R. Strauss’ “Four Last Songs”
Notes by TŌN trumpet player Giulia Rath
As a trumpet player, performing Richard Strauss’ music is always an exciting experience. His compositions, most notably his tone poems and operas, often feature dazzling trumpet parts that are challenging yet extremely rewarding. His Vier letzte Lieder (Four Last Songs), however, show a different kind of artistry by the composer. Composed in 1948 as his last completed set of works, these songs, written for soprano and orchestra, are remarkably intimate and can be seen as Strauss’ musical farewell to the world.
The cycle, which was not conceived by Strauss as such but rather put together posthumously, begins with “Frühling” (“Spring”), which is Strauss’ celebration of young life. The soprano showcases soaring vocal lines and the flutes evoke birdsong.
The mood shifts in the second song, “September”, as the tone of the piece becomes more reflective. Strauss paints a picture of a fading summer garden with his lush harmonies and soaring melodic lines, and the song concludes with a gorgeous horn solo.
The third song of the cycle, “Beim Schlafengehen” (“Going to Sleep”), delves more into the theme of approaching death. The music never fights the inevitability of death, but rather accepts it in a calm and serene manner. One of my favorite moments of the piece, maybe in all of music, comes between the second and third verse of the song where the solo violin portrays the rising of the soul in flight.

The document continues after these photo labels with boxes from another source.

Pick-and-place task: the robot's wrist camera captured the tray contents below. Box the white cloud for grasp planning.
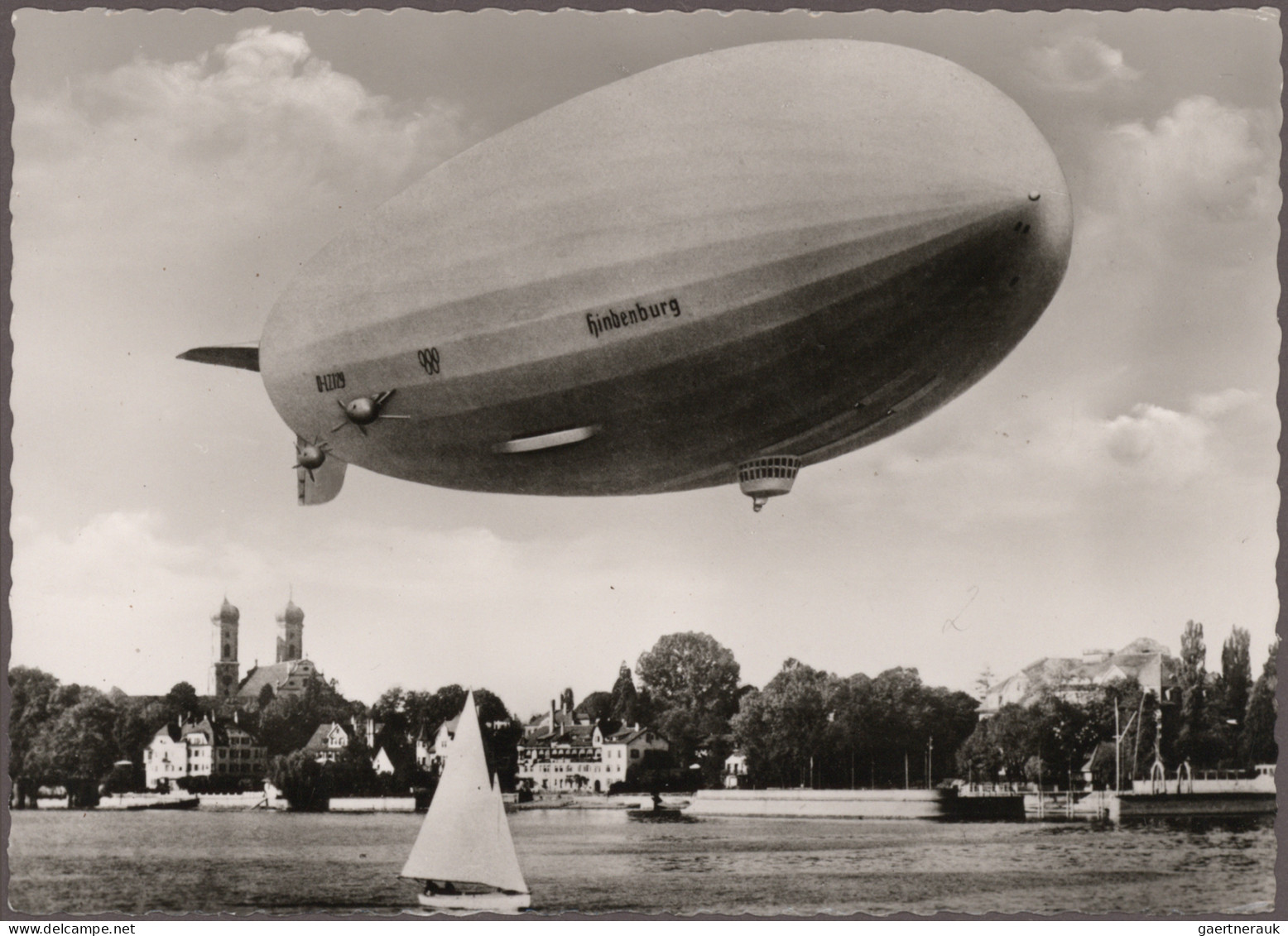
[1098,95,1281,220]
[1026,36,1140,93]
[13,27,464,263]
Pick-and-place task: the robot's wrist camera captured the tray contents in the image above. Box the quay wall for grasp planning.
[327,795,416,813]
[1109,793,1275,822]
[685,790,1024,818]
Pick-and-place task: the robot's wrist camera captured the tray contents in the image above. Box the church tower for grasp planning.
[210,595,241,699]
[277,600,304,663]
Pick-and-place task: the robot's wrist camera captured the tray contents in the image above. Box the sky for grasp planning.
[10,9,1281,714]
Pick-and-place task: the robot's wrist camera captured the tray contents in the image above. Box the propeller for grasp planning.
[295,439,331,482]
[331,390,411,435]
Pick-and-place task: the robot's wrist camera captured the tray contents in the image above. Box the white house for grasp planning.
[517,721,670,793]
[304,721,349,764]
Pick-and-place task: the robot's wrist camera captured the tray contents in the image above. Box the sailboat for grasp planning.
[401,693,532,913]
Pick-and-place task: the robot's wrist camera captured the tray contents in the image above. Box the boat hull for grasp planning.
[416,891,532,913]
[260,40,1072,494]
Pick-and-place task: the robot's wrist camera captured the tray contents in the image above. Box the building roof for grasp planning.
[237,660,322,700]
[168,714,259,748]
[304,721,349,751]
[604,725,651,744]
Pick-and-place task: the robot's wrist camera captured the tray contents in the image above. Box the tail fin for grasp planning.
[179,345,259,372]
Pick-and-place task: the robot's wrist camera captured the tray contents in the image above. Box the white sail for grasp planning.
[401,693,528,894]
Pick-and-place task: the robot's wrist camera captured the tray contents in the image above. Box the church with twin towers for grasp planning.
[210,596,322,704]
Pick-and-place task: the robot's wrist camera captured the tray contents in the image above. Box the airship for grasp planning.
[180,40,1073,510]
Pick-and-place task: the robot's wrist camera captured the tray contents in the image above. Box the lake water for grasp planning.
[9,810,1275,914]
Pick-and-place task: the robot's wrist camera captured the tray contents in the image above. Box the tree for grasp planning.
[608,660,639,725]
[112,693,169,790]
[1217,627,1252,735]
[165,683,201,720]
[635,632,741,779]
[259,679,364,757]
[1239,637,1279,766]
[732,660,837,787]
[9,665,62,810]
[1176,621,1209,761]
[269,751,331,811]
[28,689,118,806]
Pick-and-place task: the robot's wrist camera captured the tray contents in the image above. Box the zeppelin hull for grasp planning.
[260,41,1070,494]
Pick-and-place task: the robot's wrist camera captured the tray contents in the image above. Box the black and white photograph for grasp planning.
[4,7,1283,923]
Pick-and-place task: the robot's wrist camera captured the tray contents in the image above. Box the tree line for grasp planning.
[9,621,1278,809]
[957,621,1279,790]
[9,665,521,809]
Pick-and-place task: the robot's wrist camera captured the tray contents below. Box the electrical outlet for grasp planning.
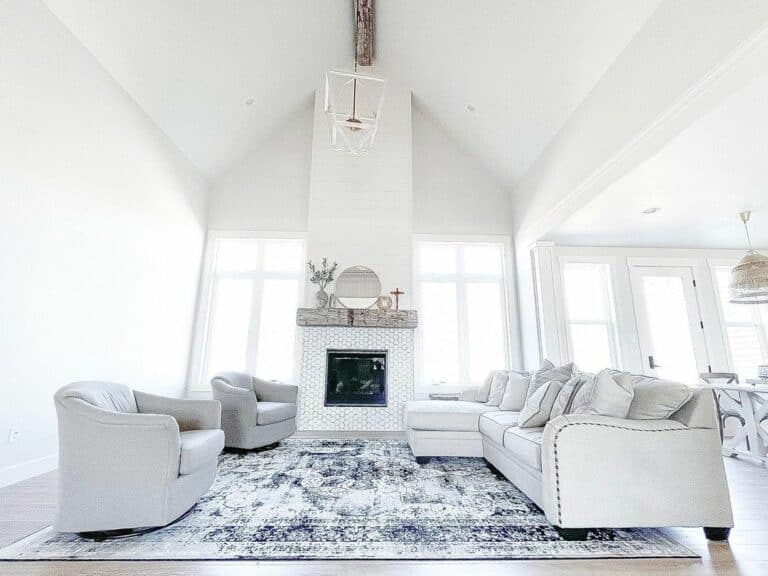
[8,428,21,444]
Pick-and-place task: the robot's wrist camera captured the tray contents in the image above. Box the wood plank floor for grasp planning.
[0,458,768,576]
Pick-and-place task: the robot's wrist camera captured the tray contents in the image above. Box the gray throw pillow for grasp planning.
[486,370,509,406]
[549,375,585,420]
[475,370,496,403]
[570,370,635,418]
[517,380,562,428]
[526,360,575,398]
[499,370,531,412]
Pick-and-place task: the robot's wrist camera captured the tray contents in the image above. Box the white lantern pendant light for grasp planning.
[325,64,386,156]
[730,212,768,304]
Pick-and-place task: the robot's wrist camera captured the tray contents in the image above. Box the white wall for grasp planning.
[208,98,314,232]
[307,82,413,307]
[0,0,206,484]
[413,105,512,236]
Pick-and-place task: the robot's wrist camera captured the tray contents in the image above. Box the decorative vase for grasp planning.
[376,296,392,312]
[315,286,328,308]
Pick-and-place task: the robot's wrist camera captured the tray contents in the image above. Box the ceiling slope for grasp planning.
[46,0,659,187]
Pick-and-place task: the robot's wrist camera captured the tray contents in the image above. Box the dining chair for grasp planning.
[699,372,749,450]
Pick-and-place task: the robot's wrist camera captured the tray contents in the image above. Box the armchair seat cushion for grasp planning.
[480,411,520,446]
[256,402,296,426]
[504,426,544,470]
[179,430,224,474]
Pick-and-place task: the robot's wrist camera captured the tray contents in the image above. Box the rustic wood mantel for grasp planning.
[296,308,419,330]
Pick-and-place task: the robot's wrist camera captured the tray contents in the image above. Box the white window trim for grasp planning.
[412,234,520,392]
[187,230,307,392]
[555,255,624,370]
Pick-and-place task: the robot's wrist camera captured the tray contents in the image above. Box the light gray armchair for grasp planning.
[211,372,299,450]
[54,382,224,533]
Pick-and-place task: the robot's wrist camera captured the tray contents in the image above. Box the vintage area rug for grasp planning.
[0,439,697,560]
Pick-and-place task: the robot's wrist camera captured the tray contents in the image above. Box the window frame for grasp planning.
[413,234,516,392]
[707,258,768,377]
[187,230,307,392]
[555,255,623,370]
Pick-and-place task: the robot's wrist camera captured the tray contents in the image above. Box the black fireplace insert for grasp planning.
[325,350,387,407]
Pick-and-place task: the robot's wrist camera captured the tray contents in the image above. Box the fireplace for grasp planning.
[325,350,387,407]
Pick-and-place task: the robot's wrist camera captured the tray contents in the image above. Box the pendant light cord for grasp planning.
[739,212,752,250]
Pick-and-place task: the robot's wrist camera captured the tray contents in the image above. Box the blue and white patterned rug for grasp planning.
[0,440,697,560]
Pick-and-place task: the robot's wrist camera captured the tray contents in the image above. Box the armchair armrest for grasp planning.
[133,390,221,432]
[253,378,299,404]
[542,414,733,528]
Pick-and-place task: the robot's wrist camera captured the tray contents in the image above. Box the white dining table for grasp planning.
[699,383,768,462]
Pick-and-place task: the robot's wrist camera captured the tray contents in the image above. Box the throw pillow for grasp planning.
[486,370,508,406]
[517,380,562,428]
[499,370,531,412]
[475,370,496,403]
[622,373,693,420]
[549,374,586,420]
[570,370,635,418]
[526,360,576,398]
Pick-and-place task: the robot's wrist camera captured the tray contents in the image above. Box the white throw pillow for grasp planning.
[517,380,562,428]
[499,370,531,412]
[622,372,693,420]
[475,370,496,403]
[570,370,635,418]
[526,360,576,398]
[486,370,509,406]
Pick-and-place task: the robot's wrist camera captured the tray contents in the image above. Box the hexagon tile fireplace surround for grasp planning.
[296,308,418,432]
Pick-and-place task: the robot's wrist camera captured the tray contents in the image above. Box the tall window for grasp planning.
[562,262,619,372]
[416,241,509,387]
[715,266,768,381]
[193,234,304,389]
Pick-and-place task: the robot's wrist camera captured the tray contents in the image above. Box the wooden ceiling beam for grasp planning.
[355,0,374,66]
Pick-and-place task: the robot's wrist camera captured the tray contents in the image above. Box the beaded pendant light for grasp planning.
[730,212,768,304]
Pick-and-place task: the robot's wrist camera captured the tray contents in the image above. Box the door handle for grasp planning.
[648,356,662,370]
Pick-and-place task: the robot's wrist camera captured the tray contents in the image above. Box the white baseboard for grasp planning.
[0,454,59,488]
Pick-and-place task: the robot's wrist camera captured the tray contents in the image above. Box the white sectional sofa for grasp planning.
[405,368,733,540]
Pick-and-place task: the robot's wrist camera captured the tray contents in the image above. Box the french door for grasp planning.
[630,266,709,384]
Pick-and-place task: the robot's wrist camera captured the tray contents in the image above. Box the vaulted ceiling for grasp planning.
[46,0,660,188]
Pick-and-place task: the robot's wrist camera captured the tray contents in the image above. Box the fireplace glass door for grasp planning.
[325,350,387,407]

The last song of the cycle, “Im Abendrot” (“In the Sunset Glow”), begins with the orchestra depicting a sunset and ends with the soprano’s question: “Ist dies etwa der Tod?” (“Is this perhaps death?”). The orchestra responds with a quotation from Strauss’ tone poem Death and Transfiguration, a piece he wrote 60 years earlier as a young man. As the song fades out, two flutes appear, portraying two larks that we already encountered earlier in the piece. Now the two larks disappear into the distance to close out this musical and personal journey.